From personal assistant applications to helping people with disabilities speak, voice and speech recognition is one of the most researched areas in AI. Last week, researchers from MIT announced a breakthrough, a deep learning based wearable device that can transcribe words people internally verbalize but do not actually speak out loud.
“Our idea was: Could we have a computing platform that’s more internal, that melds human and machine in some ways and that feels like an internal extension of our own cognition?,” Arnav Kapur, the MIT student who led the development of the new system told MIT News.
The system, called AlterEgo, uses a wearable Bluetooth device that can be paired with a computer or phone, to access the deep learning algorithm.
Using NVIDIA TITAN X GPUs and the cuDNN-accelerated TensorFlow deep learning framework, the researchers trained their model on 31 hours of silently spoken text.

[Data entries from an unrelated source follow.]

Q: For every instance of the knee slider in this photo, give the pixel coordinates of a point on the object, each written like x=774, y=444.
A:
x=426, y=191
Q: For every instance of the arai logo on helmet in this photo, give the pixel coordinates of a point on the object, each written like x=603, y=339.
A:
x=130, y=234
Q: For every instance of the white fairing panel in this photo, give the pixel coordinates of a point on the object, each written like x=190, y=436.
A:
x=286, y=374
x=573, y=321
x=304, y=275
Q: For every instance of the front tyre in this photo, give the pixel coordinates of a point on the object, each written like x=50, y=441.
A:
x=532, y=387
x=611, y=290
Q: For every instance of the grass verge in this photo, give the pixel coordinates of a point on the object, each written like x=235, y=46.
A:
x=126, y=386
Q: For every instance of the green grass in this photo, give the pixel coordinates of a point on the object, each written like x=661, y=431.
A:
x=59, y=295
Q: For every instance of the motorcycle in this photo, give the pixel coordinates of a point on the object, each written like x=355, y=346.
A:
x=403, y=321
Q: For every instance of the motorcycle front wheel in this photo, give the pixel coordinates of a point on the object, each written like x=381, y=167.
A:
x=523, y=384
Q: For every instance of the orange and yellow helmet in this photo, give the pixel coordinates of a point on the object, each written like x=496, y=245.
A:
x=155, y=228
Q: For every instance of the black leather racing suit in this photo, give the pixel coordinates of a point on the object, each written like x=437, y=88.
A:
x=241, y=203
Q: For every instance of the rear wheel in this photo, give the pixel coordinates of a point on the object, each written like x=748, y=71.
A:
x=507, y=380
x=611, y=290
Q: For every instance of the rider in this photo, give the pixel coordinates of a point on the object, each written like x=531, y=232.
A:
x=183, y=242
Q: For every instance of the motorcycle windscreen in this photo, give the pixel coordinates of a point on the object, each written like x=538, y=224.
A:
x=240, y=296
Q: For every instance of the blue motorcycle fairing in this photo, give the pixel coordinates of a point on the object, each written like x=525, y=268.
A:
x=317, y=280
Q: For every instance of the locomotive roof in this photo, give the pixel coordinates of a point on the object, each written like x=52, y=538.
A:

The system was designed to identify subvocalized words from neuromuscular signals.
The neural network was tested on 15 people and achieved an accuracy level of 92%, on par with state-of-the-art speech recognition systems which require people to lip-sync their words, the researchers said.
“This allows the user to communicate to their computing devices in natural language without any observable action at all and without explicitly saying anything,” the researchers wrote in their research paper. “Users can silently communicate in natural language and receive aural output, thereby enabling a discreet, bi-directional interface with a computing device, and providing a seamless form of intelligence augmentation,”
The team is collecting more data in the hope of building an application with a much more expansive vocabulary.